Special materials for acid gas injection aren't just limited to metals. To ensure long-term isolation of the injection zone, Halliburton Energy Services developed a latex-based annular sealant that it says is more reliable than conventional cement.

Carbon dioxide in the acid gas converts conventional cement to calcium carbonate over time. This isn't a problem in itself -- it simply means the cement becomes identical to the limestone in the formation, which still provides a good bond to the formation and casing interfaces. But if the injected acid gas isn't totally dehydrated, the water mixes with the H2S and CO2, producing extremely corrosive sulphuric acid and carbonic acid -- both of which will eat away at calcium carbonate.

"It might not happen instantly. But there are cases -- in Utah, for example -- where they've injected CO2 (and) lost isolation within weeks," says Don Getzlaf, Halliburton's cementing technology manager for Canada.

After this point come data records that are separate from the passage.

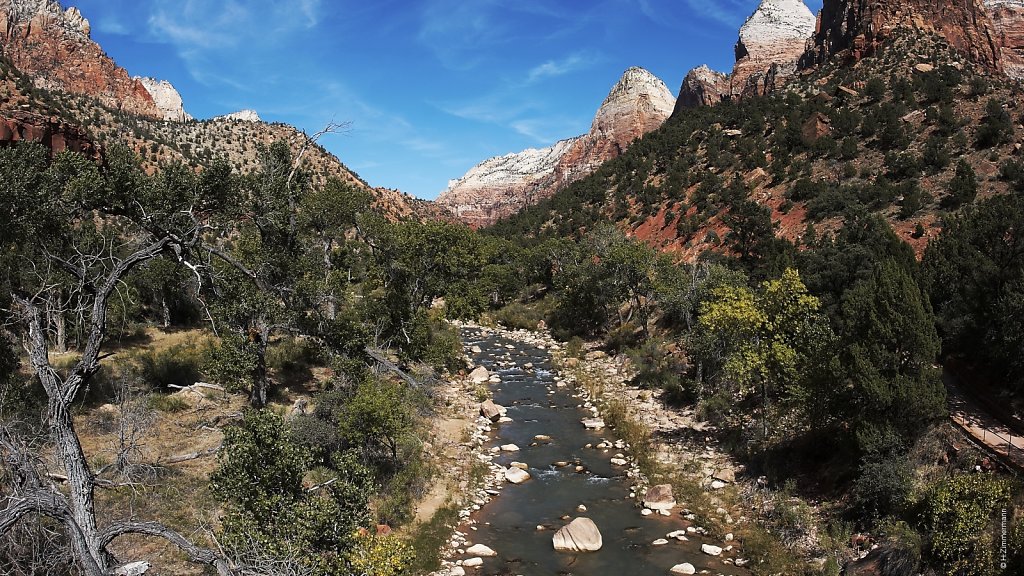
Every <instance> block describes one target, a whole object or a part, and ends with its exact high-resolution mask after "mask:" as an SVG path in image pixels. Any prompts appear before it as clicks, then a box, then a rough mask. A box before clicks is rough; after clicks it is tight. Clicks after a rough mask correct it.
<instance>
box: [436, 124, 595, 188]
mask: <svg viewBox="0 0 1024 576" xmlns="http://www.w3.org/2000/svg"><path fill="white" fill-rule="evenodd" d="M578 139H579V137H575V138H567V139H564V140H558V141H557V142H555V143H554V146H550V147H548V148H541V149H536V148H529V149H526V150H524V151H522V152H517V153H513V154H506V155H505V156H496V157H494V158H488V159H487V160H484V161H483V162H480V163H479V164H477V165H476V166H473V167H472V168H470V169H469V171H468V172H466V174H465V175H464V176H462V177H461V178H458V179H454V180H449V187H447V190H445V191H444V192H442V193H441V195H442V196H451V195H453V194H457V193H458V192H459V191H460V190H462V189H465V188H474V187H480V186H502V184H512V183H516V182H519V181H521V180H522V179H523V178H539V177H541V176H544V175H548V174H550V173H551V172H552V171H554V169H555V166H556V165H557V164H558V161H559V160H560V159H561V157H562V156H563V155H564V154H565V151H567V150H568V149H569V148H570V147H571V146H572V142H574V141H575V140H578Z"/></svg>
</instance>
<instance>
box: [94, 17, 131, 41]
mask: <svg viewBox="0 0 1024 576" xmlns="http://www.w3.org/2000/svg"><path fill="white" fill-rule="evenodd" d="M96 30H98V31H100V32H102V33H103V34H114V35H117V36H128V35H129V34H130V33H131V31H130V30H129V29H128V27H127V26H125V24H124V23H123V22H121V20H120V19H118V18H117V16H112V15H103V16H102V17H100V18H99V20H98V22H97V23H96Z"/></svg>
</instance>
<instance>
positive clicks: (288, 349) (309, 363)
mask: <svg viewBox="0 0 1024 576" xmlns="http://www.w3.org/2000/svg"><path fill="white" fill-rule="evenodd" d="M317 356H318V351H317V349H316V346H315V345H313V344H311V343H310V342H309V341H307V340H305V339H302V338H296V337H292V336H287V337H284V338H282V339H280V340H278V341H276V342H273V343H272V344H270V346H269V347H267V349H266V365H267V367H268V368H271V369H273V370H276V371H279V372H297V371H299V370H302V369H303V368H306V367H308V366H309V365H311V364H313V363H315V362H316V360H317Z"/></svg>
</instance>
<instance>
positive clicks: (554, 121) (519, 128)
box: [511, 116, 579, 146]
mask: <svg viewBox="0 0 1024 576" xmlns="http://www.w3.org/2000/svg"><path fill="white" fill-rule="evenodd" d="M511 128H512V129H513V130H515V131H516V132H517V133H519V134H522V135H523V136H526V137H527V138H530V139H532V140H534V141H535V142H537V143H538V145H543V146H551V145H553V143H555V142H556V141H558V140H560V139H564V138H569V137H572V136H577V135H579V133H577V132H574V131H573V130H579V122H578V121H575V120H572V119H570V118H565V117H562V116H555V117H552V118H526V119H522V120H516V121H515V122H512V124H511Z"/></svg>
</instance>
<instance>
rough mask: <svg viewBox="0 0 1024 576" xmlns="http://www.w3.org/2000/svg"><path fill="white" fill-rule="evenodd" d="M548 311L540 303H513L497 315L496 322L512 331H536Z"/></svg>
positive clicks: (544, 318)
mask: <svg viewBox="0 0 1024 576" xmlns="http://www.w3.org/2000/svg"><path fill="white" fill-rule="evenodd" d="M546 313H547V311H546V310H544V306H542V305H541V304H540V303H538V302H535V303H530V304H527V303H523V302H512V303H510V304H509V305H507V306H505V307H503V308H501V310H500V311H498V312H496V313H495V320H497V321H498V322H499V323H500V324H501V325H503V326H505V327H506V328H510V329H512V330H517V329H523V330H536V329H537V326H538V325H539V324H540V323H541V321H542V320H544V319H545V315H546Z"/></svg>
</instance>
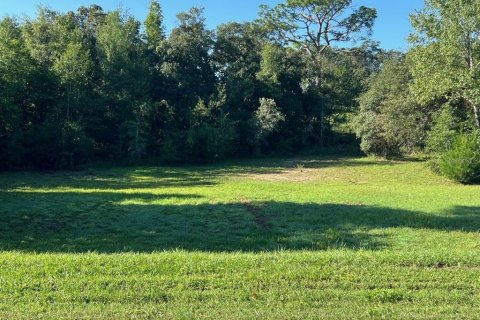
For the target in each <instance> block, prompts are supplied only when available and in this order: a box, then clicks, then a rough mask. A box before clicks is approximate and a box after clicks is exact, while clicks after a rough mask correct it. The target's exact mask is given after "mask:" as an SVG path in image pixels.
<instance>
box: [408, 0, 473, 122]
mask: <svg viewBox="0 0 480 320" xmlns="http://www.w3.org/2000/svg"><path fill="white" fill-rule="evenodd" d="M479 16H480V2H479V1H477V0H426V2H425V8H424V9H423V10H422V11H421V12H419V13H417V14H414V15H412V16H411V20H412V24H413V27H414V28H415V33H414V34H413V35H412V37H411V41H412V43H413V44H414V45H415V47H414V48H413V50H412V52H411V54H410V55H409V56H410V60H411V63H412V73H413V77H414V81H413V84H412V91H413V92H414V93H415V94H416V96H417V98H418V99H419V101H420V102H422V103H424V104H425V103H430V102H432V101H435V100H437V101H438V100H443V101H445V100H449V101H457V102H458V101H461V102H463V103H464V105H465V107H467V108H469V109H470V110H471V112H472V113H471V114H473V117H474V119H475V123H476V126H477V127H479V128H480V19H479V18H478V17H479Z"/></svg>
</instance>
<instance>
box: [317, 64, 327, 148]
mask: <svg viewBox="0 0 480 320" xmlns="http://www.w3.org/2000/svg"><path fill="white" fill-rule="evenodd" d="M319 70H320V71H319V74H318V75H317V76H316V77H315V86H316V87H317V94H318V97H320V91H321V88H322V76H321V66H319ZM320 108H321V111H320V137H319V138H320V145H321V146H323V145H324V140H325V137H324V135H325V123H324V122H325V106H324V105H323V104H322V105H321V106H320Z"/></svg>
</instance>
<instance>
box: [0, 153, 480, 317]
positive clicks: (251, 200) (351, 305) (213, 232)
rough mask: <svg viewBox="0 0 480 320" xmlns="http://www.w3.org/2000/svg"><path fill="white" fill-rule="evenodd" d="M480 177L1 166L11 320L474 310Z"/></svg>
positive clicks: (0, 220)
mask: <svg viewBox="0 0 480 320" xmlns="http://www.w3.org/2000/svg"><path fill="white" fill-rule="evenodd" d="M479 195H480V186H461V185H458V184H454V183H452V182H450V181H448V180H446V179H444V178H442V177H439V176H437V175H434V174H433V173H432V172H431V171H430V170H428V169H427V168H426V166H425V164H424V163H422V162H418V161H382V160H376V159H369V158H362V159H350V158H335V157H326V158H303V159H266V160H254V161H243V162H231V163H226V164H222V165H211V166H203V167H183V168H175V167H170V168H153V167H145V168H113V169H91V170H87V171H84V172H56V173H5V174H2V175H0V250H2V252H1V253H0V318H12V319H22V318H26V319H36V318H48V319H58V318H70V319H75V318H98V319H102V318H103V319H131V318H139V319H149V318H154V319H156V318H167V319H168V318H180V319H191V318H210V319H221V318H225V319H232V318H235V319H240V318H243V319H252V318H271V319H279V318H280V319H295V318H297V319H305V318H310V319H318V318H335V319H353V318H363V319H371V318H387V319H391V318H397V319H405V318H414V319H415V318H416V319H425V318H431V319H458V318H462V319H476V318H477V316H478V310H480V277H479V274H480V233H479V230H480V197H479Z"/></svg>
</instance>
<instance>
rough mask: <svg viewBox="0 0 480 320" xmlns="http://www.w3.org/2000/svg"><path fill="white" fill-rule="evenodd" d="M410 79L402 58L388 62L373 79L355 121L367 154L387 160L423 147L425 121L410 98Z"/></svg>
mask: <svg viewBox="0 0 480 320" xmlns="http://www.w3.org/2000/svg"><path fill="white" fill-rule="evenodd" d="M409 80H410V74H409V70H408V68H407V66H406V65H405V64H404V61H403V59H402V58H399V59H398V58H397V59H391V60H387V61H385V62H384V64H383V67H382V69H381V71H380V72H378V73H377V74H374V75H373V76H372V77H371V79H370V83H369V88H368V91H367V92H365V93H364V94H363V95H362V96H361V97H360V110H359V113H358V115H357V116H356V118H355V119H354V122H353V125H354V127H355V131H356V134H357V136H358V137H359V138H361V148H362V150H363V151H364V152H365V153H367V154H372V155H377V156H382V157H386V158H387V157H389V156H393V155H400V154H404V153H409V152H412V151H414V150H415V148H416V147H421V146H422V143H423V140H424V138H423V135H424V132H425V125H426V120H425V116H424V113H423V112H422V111H423V110H422V109H421V108H420V106H419V105H418V104H417V103H416V102H415V101H414V100H413V99H412V97H411V95H410V92H409V90H408V84H409Z"/></svg>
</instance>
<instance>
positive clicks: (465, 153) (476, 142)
mask: <svg viewBox="0 0 480 320" xmlns="http://www.w3.org/2000/svg"><path fill="white" fill-rule="evenodd" d="M438 168H439V170H440V172H441V173H442V174H443V175H444V176H446V177H448V178H450V179H452V180H455V181H458V182H460V183H463V184H469V183H472V182H476V181H478V180H479V179H480V138H479V135H478V133H476V132H475V133H470V134H467V133H463V134H457V135H456V136H455V137H454V138H453V141H452V145H451V147H450V148H449V149H448V150H447V151H445V152H444V153H442V154H441V156H440V158H439V160H438Z"/></svg>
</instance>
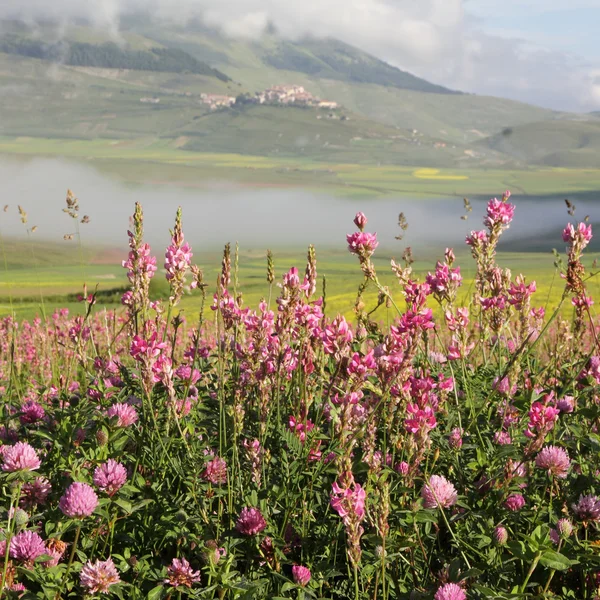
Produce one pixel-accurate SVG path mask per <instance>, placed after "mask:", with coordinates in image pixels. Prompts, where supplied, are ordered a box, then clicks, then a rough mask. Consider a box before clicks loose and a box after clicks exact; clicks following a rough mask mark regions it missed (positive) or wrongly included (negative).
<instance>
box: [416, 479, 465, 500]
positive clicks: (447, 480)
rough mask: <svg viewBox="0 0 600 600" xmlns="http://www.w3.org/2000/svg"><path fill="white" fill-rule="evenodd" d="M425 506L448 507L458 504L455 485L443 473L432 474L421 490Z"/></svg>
mask: <svg viewBox="0 0 600 600" xmlns="http://www.w3.org/2000/svg"><path fill="white" fill-rule="evenodd" d="M421 497H422V498H423V506H424V507H425V508H438V507H439V508H448V507H450V506H453V505H454V504H456V501H457V500H458V494H457V493H456V489H455V487H454V486H453V485H452V484H451V483H450V482H449V481H448V480H447V479H446V478H445V477H442V476H441V475H432V476H431V477H430V478H429V481H428V482H427V483H426V484H425V485H424V486H423V489H422V490H421Z"/></svg>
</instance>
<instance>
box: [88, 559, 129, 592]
mask: <svg viewBox="0 0 600 600" xmlns="http://www.w3.org/2000/svg"><path fill="white" fill-rule="evenodd" d="M79 581H80V583H81V586H82V587H83V588H85V589H86V590H87V591H88V592H89V593H90V594H97V593H101V594H108V593H109V591H110V589H109V588H110V586H111V585H114V584H115V583H119V582H120V581H121V578H120V577H119V572H118V571H117V568H116V567H115V564H114V563H113V561H112V558H109V559H107V560H96V561H95V562H92V561H91V560H88V561H87V563H86V564H85V565H84V566H83V568H82V569H81V572H80V574H79Z"/></svg>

To guard against this threat, Halliburton uses Flexcem, a flexible sealant that contains no Portland, or conventional, cement. The latex-based sealant has been vulcanized -- treated with additives to improve the strength and resiliency of the slurry, which is pumped into the annulus across the injection zone where it sets like a solid rubber tire, says Getzlaf. "That is impermeable and unsusceptible to H2S or sulphur or acid. It's impermeable like a packer. So it's a liquid packer, a poured-in-place packer." Getzlaf says Flexcem has been used in acid gas injection in Western Canada and in PanCanadian Energy Corporation's field at Weyburn, Saskatchewan, which is under CO2 flood.

While most operators take pains to dehydrate acid gas prior to disposal, you can actually inject acid gas with water -- as long as there's lots of water.

You need enough water to keep the pH above 4.5 (an EUB requirement) and to ensure the solubility of the acid gas -- since free gas would wreak havoc with the injection pump, explains Dave Kopperson, general manager of technical services at PanCanadian. He says the company has successfully disposed of acid gas with produced water at two oil properties in east-central Alberta.

Kopperson says PanCanadian's experience showed that co-injection works. "I think we learned we could do it but I wouldn't want to say we would do it regularly," he says. "We'd look at the alternatives and we'd make a selection based on what made sense in the area -- including factors such as the amount of acid gas and the amount of water." Kopperson believes co-injection is best suited to Plains oil production (which is typically high water cut) when there is sour solution gas.

One economic benefit of disposing of acid gas with large volumes of produced water is that it "can actually be a less corrosive environment" than straight acid gas injection, says Kopperson. In PanCanadian's case, corrosion-resistant materials were needed anyway to get rid of produced water. In one case, PanCanadian was adding acid gas to the water before it went to the injection pumps, so minimal pressure was needed. "So you're not talking about a huge reciprocating compressor," says Kopperson. "We used a screw compressor, which is cheaper and somewhat more reliable in those conditions."

Injecting acid gas has two environmental benefits over flaring. Less CO2 -- one of the major greenhouse gases blamed for global warming -- goes into the atmosphere. And since H2S is not being burned, there are no emissions of sulphur dioxide, which combines with water vapour in clouds to form acid rain, which harms fish and trees. While flaring restrictions may have prompted the development of acid gas injection technology -- and oil and gas companies may not agree on the causes of global warming -- the result is that fewer emissions are going into the atmosphere. Says Petro-Canada's Everest: "At the end of the day we're probably doing the right thing anyway."

  • PLANT GROWTH Construction of Westcoast's Kwoen plant, which will be Canada's biggest acid gas injection operation.